Going into significant description on the program in the "technical details" Beale Screamer goes over the Microsoft source code step-by-step, exposing its weaknesses. The online community now has the blueprint and certainly others will take up Beale Screamer's offer to help make improvements on FreeMe.
Citing the abuse of monopoly power and the Digital Millennium Copyright Act (DMCA) as his reason for developing the hack - we will just assume that the challenge and the ability to listen to music unsecured are also reasons - Beale Screamer posted this note to the Justice Department:
Justice Department: Maybe this should really be addressed to the state officials, since it looks like the current U.S. administration doesn't care too much about monopoly powers being abused.
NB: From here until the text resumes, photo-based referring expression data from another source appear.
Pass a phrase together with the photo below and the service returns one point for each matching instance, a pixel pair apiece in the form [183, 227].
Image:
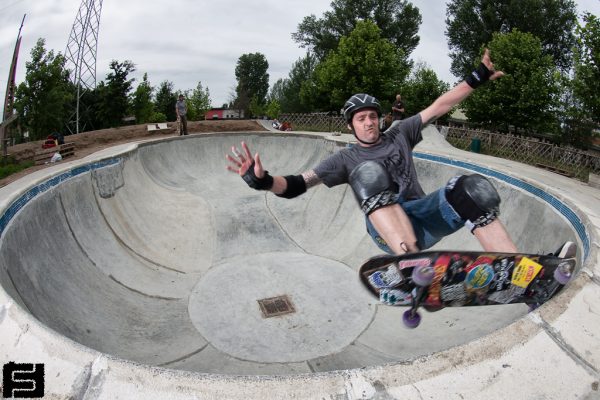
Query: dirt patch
[90, 142]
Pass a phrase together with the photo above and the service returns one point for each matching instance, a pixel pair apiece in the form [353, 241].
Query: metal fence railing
[567, 161]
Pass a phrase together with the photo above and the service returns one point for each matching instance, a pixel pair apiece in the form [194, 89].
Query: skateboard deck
[438, 279]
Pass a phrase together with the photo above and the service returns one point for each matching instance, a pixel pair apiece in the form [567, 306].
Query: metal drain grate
[275, 306]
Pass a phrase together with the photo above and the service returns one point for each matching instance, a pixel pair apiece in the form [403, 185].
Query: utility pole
[81, 57]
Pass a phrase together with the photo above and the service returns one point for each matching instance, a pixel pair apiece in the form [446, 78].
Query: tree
[165, 100]
[421, 89]
[526, 97]
[398, 20]
[198, 102]
[143, 108]
[471, 24]
[44, 100]
[581, 98]
[113, 103]
[252, 80]
[364, 62]
[273, 109]
[288, 91]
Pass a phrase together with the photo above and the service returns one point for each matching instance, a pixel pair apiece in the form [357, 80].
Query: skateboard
[438, 279]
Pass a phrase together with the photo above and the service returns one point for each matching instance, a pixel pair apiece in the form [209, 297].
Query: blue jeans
[432, 218]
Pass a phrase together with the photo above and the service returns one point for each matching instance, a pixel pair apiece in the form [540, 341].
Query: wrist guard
[264, 183]
[478, 77]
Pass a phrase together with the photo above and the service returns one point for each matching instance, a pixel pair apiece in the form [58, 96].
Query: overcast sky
[187, 41]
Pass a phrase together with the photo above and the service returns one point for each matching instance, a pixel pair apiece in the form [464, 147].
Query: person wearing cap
[380, 169]
[181, 111]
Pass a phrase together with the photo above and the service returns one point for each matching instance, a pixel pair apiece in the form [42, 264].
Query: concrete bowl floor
[160, 256]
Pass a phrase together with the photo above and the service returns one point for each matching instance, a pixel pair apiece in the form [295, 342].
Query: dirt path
[90, 142]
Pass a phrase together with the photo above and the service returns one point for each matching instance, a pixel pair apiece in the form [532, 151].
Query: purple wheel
[411, 319]
[562, 275]
[422, 276]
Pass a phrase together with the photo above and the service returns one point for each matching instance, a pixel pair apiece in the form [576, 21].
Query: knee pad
[372, 186]
[474, 198]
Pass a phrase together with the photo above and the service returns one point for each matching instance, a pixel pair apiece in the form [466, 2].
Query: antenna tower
[81, 57]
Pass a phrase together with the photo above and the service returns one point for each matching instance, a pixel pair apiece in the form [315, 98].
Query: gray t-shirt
[394, 153]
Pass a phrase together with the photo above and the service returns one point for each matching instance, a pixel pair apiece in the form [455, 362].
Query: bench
[45, 155]
[556, 170]
[157, 127]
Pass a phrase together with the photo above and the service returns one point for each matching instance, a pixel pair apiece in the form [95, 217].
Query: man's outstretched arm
[454, 96]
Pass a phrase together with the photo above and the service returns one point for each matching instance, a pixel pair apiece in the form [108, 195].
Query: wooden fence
[563, 160]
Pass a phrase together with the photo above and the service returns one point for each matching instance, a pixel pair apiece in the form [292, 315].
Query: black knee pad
[474, 198]
[372, 186]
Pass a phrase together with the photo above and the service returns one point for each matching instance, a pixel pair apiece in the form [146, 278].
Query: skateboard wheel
[411, 319]
[562, 275]
[422, 276]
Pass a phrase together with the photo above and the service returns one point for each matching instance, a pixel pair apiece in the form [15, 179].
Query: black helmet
[358, 102]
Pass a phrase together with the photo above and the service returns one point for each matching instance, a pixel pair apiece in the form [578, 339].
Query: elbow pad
[295, 187]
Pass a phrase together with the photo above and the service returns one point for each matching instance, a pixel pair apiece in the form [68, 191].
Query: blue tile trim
[35, 191]
[561, 207]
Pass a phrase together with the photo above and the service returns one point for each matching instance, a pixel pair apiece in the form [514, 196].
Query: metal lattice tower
[81, 56]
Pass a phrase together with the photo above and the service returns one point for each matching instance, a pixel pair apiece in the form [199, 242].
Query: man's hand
[487, 61]
[241, 162]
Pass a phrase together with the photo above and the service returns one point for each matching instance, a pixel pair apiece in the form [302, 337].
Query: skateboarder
[380, 169]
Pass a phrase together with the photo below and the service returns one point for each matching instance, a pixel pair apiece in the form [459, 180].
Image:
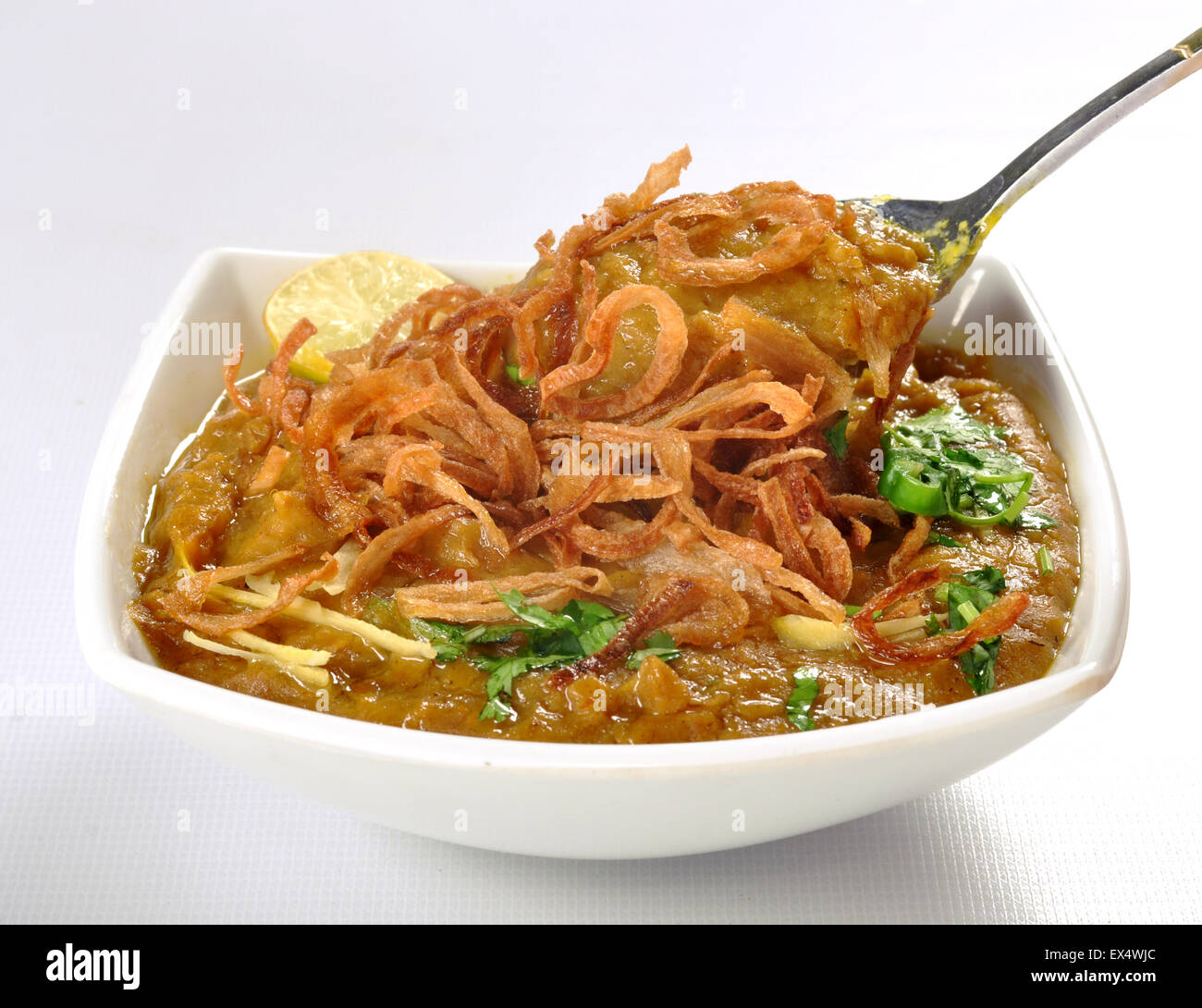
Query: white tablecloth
[137, 135]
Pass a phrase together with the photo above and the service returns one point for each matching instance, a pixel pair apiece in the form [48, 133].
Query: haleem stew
[693, 478]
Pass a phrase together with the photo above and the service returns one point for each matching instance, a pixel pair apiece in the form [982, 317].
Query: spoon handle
[1064, 140]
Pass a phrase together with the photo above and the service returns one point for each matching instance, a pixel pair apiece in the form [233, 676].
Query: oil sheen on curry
[692, 479]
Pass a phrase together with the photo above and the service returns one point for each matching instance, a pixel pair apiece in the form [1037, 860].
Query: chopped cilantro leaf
[837, 436]
[659, 644]
[938, 539]
[801, 700]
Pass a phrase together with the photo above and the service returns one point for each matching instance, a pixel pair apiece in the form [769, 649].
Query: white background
[291, 110]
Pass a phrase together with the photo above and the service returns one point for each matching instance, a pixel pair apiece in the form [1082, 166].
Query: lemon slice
[347, 297]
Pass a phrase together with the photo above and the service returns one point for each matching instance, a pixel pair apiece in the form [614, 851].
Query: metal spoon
[954, 228]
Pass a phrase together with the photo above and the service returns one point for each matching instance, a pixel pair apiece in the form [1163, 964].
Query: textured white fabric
[137, 135]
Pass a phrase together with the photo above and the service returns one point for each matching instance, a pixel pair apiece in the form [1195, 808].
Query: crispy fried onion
[656, 612]
[476, 602]
[599, 338]
[477, 409]
[374, 559]
[996, 620]
[806, 221]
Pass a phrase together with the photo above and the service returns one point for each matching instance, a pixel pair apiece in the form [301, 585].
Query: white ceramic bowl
[576, 800]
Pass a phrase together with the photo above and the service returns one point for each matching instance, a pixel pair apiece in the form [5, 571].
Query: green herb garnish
[801, 699]
[549, 640]
[968, 596]
[515, 375]
[837, 436]
[659, 644]
[948, 462]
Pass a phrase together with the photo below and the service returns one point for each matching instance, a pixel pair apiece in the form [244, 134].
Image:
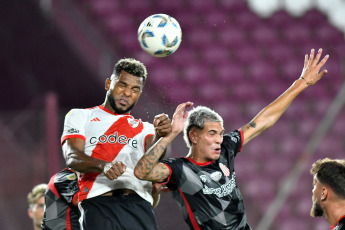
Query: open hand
[311, 71]
[162, 125]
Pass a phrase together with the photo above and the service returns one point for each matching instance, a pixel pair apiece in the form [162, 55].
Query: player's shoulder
[82, 111]
[234, 136]
[173, 160]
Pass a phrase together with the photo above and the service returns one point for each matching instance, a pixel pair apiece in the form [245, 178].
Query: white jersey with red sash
[110, 137]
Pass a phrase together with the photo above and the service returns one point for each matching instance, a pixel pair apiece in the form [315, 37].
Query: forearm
[146, 164]
[268, 116]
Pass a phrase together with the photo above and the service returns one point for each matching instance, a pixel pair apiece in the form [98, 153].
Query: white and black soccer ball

But for whoever is interested, there is a very serious anti-competitive measure in this software [DRM]. In particular, for various modules of the software to be used, you must supply a certified public key for communication. Guess who controls the certification of public keys? Microsoft. So if someone wants to make a competing product, which integrates well with the Windows OS, you will need to get Microsoft's permission and obtain a certificate from them. I don't know what their policy is on this, so don't know if this power will be abused or not. However, it has the potential for being a weapon Microsoft can use to knock out any competition to their products.
Beale Screamer goes into even more detail on his essay "Mad as Hell about the DMCA" which he includes with the FreeMe download on a file called "Philosophy". There under the heading How Things Should Be Beale Screamer writes:
Any Digital Rights Management (DRM) scheme has two sides: on the one hand, the most obvious use is to take away the rights of the consumer. On the other hand, it can in fact be used to give the consumer *more* possibilities than existed before. I think the idea of limited time, full-length previews, or time-limited Internet-based rentals is excellent. If DRM was *only* used for this, in order to give us more options than we previously had, I would not have taken the effort to break the scheme. What is bad is the use of DRM to restrict the traditional form of music sale. When I buy a piece of music (not rent it, and not preview it), I expect (and demand!) my traditional fair use rights to the material. I should be able to take that content, copy it onto all my computers at home, my laptop, my portable MP3 player...
Beale Screamer also includes a license - yes a license - for the hack to further enforces his intent that the software is created specifically to protect fair use. "I hope people take my civil disobedience as an opportunity to send a message to publishers", Beale Screamer tells us.
Several FreeMe mirror sites have been set up already as others who oppose the DMCA champion both Beale Screamer's cause and action.
Thomas C Greene of The Register who broke this story calls Beale Screamer a crusader (though he also suspects it is the work of more than one individual). The record industry will paint him as nothing more than a pure hacker (and that may be true), but few pure hackers would go through the detail of laying out the arguments he does throughout his read me and licensing files as well as his thoughtful essay. It also is a good time to point out that the RIAA itself is considering fighting hacking with hacking, making them no better under their own definition.
We feel Beale Screamer is one of a number of pissed off consumers with the skills to do something about it and the acumen to know there are other pissed off consumers out there who will take a program like FreeMe and run with it. Does it matter that he is hacking for good instead of evil? That all depends on how you define good.
Beale Screamer calls it civil disobedience. Of course, if he is an American citizen his actions constitute a felony under the very DCMA he despises. His writings show he is fully aware of the penalties for his actions and is more than willing to keep his anonymity preserved.
"I don't intend on being a martyr" writes Beale Screamer.